After a painfully long time that seemed to drag on forever, Aurora had finally become old enough to venture out on her own, and wasted no time in making pilgrimage across the land. From North to South and East to West, from the highest of the high to the lowest of the low, Aurora explored all there was to offer, learning all she could about the new land she had been brought to.
And just like in her first pilgrimage across Lemuria, Aurora had met all manner of colourful characters throughout her travels. Some she only knew for as long as she was visiting their home, some she travelled alongside for a time, some became her teachers, and later on some she became the teacher of.
But no matter how far Aurora explored, no matter who she met, and no matter how far she delved into the mysteries of the Precursors, she could not find a way back to Lemuria.

It wasn’t like Aurora had dedicated her entirely life to finding a way back home, but she had still looked in hopes that she might. She had managed to find her way back into Austria in time to rescue her people after her reincarnation into Lemuria, after all. So, it stood to reason that a passageway would also exist between Lemuria and this new world. That there was a way that Aurora could get back to her family, if only for a moment.
But no passageway was forthcoming, though Aurora had searched for a long time before she was willing to accept it.

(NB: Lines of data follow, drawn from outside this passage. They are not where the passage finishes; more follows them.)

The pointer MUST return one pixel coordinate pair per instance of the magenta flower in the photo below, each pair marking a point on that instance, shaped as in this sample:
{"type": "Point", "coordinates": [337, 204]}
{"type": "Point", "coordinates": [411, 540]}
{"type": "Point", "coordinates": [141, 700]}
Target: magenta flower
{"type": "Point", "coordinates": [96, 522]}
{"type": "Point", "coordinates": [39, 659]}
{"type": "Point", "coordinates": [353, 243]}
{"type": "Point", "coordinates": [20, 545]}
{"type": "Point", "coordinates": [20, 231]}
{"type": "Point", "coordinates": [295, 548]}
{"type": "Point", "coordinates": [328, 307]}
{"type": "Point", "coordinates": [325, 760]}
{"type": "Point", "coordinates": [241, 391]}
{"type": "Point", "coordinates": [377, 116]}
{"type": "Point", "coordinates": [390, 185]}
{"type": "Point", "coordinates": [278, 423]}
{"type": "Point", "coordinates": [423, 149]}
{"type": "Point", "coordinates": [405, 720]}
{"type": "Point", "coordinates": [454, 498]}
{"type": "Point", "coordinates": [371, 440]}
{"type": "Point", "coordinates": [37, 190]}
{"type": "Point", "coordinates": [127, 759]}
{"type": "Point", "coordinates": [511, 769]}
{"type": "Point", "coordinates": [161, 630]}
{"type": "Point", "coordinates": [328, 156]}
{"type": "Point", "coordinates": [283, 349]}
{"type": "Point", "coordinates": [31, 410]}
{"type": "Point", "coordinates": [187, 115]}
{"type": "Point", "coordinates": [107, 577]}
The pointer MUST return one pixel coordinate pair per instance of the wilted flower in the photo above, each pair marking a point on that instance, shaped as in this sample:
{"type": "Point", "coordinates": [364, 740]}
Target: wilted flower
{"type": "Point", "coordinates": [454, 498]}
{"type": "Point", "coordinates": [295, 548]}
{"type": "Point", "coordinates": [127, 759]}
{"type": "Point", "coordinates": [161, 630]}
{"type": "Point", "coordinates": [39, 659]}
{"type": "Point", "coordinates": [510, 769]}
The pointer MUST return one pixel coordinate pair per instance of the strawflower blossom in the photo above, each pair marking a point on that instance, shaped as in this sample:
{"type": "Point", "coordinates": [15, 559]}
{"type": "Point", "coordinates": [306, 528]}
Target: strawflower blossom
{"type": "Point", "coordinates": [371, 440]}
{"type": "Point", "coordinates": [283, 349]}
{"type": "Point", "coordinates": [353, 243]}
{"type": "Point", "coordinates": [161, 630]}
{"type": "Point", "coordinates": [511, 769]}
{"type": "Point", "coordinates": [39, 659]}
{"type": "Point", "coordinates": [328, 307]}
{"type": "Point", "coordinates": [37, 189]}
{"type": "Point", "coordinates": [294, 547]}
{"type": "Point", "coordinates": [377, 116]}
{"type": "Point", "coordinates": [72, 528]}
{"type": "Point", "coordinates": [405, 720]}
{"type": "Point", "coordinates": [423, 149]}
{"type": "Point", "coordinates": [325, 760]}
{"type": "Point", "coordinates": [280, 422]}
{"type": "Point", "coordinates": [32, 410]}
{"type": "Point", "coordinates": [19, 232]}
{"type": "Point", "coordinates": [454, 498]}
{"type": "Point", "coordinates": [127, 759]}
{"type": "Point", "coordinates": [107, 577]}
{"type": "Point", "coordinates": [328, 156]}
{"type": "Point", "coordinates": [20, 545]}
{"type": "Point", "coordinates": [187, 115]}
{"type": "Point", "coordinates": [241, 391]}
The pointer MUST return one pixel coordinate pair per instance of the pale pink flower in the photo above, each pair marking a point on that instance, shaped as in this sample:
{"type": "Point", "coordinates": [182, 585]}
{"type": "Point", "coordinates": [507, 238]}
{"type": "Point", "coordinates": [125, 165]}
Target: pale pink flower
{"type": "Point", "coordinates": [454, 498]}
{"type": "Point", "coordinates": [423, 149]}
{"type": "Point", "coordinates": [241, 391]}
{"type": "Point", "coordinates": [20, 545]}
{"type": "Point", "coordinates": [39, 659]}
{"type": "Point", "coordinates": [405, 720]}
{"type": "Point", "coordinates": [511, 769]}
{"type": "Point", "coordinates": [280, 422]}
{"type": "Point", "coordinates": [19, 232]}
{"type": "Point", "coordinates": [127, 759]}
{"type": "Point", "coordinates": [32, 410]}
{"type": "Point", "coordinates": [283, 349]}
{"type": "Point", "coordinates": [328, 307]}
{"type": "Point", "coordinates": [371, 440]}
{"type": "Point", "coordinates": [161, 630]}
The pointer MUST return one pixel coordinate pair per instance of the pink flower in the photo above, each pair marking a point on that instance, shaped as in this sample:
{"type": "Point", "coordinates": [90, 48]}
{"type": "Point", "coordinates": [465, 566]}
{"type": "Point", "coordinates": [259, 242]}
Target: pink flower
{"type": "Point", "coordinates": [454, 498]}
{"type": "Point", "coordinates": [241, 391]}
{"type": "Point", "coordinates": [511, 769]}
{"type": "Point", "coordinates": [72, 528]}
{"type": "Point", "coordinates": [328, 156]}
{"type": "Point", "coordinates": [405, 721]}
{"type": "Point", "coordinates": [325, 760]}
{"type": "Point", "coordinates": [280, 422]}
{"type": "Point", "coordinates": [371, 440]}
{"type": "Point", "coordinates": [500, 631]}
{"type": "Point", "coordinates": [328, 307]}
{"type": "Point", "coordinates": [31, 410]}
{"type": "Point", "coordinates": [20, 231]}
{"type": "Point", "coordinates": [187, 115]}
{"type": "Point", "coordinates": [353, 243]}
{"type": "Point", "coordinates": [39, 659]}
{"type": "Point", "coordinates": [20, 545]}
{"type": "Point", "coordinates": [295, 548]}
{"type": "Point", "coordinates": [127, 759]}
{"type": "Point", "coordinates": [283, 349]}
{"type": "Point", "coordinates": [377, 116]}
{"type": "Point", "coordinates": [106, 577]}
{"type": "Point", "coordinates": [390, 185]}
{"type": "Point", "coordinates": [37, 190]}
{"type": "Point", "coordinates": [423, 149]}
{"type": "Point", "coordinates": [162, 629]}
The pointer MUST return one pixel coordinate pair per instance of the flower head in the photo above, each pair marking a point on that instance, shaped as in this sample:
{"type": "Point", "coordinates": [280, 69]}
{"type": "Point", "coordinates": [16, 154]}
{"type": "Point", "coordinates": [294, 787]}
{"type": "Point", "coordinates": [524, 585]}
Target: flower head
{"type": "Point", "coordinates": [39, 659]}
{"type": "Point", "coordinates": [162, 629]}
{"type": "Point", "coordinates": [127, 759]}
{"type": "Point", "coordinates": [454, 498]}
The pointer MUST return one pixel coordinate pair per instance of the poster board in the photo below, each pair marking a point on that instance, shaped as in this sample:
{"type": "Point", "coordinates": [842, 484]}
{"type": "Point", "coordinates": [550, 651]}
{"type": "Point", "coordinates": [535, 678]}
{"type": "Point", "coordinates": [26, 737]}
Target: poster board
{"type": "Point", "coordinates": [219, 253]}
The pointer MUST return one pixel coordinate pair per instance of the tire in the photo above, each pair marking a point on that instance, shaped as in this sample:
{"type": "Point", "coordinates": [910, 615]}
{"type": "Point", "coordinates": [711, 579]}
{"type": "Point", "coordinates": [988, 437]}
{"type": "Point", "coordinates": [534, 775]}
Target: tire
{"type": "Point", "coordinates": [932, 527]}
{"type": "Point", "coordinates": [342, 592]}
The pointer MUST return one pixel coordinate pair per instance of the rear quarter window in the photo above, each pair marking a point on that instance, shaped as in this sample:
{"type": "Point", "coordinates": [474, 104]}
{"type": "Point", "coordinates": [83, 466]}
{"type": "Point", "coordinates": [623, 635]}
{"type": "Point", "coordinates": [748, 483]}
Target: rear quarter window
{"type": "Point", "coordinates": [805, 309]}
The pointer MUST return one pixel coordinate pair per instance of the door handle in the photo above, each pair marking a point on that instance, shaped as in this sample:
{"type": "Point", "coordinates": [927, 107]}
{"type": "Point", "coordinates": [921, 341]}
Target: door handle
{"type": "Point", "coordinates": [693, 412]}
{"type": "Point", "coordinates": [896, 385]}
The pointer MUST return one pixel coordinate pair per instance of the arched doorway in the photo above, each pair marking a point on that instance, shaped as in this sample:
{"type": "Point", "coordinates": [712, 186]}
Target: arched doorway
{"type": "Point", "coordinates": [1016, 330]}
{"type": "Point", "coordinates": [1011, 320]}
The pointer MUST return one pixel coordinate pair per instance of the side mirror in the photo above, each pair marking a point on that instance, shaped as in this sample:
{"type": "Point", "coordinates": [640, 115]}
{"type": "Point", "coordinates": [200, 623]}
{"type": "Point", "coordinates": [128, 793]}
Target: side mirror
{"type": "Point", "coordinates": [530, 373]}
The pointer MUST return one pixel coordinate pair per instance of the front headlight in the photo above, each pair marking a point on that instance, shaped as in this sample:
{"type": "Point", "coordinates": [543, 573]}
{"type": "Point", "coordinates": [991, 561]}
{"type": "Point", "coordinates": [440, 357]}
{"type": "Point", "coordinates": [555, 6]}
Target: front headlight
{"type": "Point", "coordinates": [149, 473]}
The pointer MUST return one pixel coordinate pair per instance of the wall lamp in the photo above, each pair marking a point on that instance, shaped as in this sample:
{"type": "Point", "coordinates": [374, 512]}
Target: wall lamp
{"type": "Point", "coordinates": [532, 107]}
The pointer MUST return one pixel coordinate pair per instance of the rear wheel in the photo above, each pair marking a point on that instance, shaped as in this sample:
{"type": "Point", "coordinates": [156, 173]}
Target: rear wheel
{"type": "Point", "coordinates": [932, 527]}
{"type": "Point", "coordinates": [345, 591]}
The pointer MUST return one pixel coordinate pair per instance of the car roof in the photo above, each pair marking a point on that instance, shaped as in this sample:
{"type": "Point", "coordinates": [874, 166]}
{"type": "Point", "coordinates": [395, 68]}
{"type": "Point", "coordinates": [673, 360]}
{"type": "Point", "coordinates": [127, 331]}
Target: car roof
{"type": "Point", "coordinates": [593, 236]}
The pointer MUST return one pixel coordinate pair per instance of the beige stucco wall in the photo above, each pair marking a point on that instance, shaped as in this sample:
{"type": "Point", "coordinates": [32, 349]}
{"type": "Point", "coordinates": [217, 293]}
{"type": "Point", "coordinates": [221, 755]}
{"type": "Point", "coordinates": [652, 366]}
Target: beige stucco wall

Then again, perhaps it was for the best that Aurora had not been able to find a way back to Lemuria.
The passage of time between Austria and Lemuria had not been concurrent. While Aurora’s first pilgrimage across Lemuria had taken over a week, barely two days had passed in Austria.
Time was also not always linier. In Lemuria, Aurora had found letters from and then met a young woman by the name of Sophie Ashton Ellis, someone who had come into Lemuria a little before Aurora had, yet had left from Austria over a century in Aurora’s future. It had been fascinating to listen about all the innovation that had happened in just a century, all without the use of magic.
But with that in mind, if the same rules held true between Lemuria and the new world, then Aurora may not have liked what she found if she had succeeded in discovering a way back. She could arrive back in Lemuria to find all of her family long gone and her former home unrecognisable, or she could have arrived in Lemuria centuries before even her mother was born and there were no descendants to cherish.

It had been both a bitter pill and a weight off of her shoulders when Aurora had finally accepted that she couldn’t go back. Though, perhaps some of that bitterness could have been alleviated if she knew for what purpose she had been brought to this new world.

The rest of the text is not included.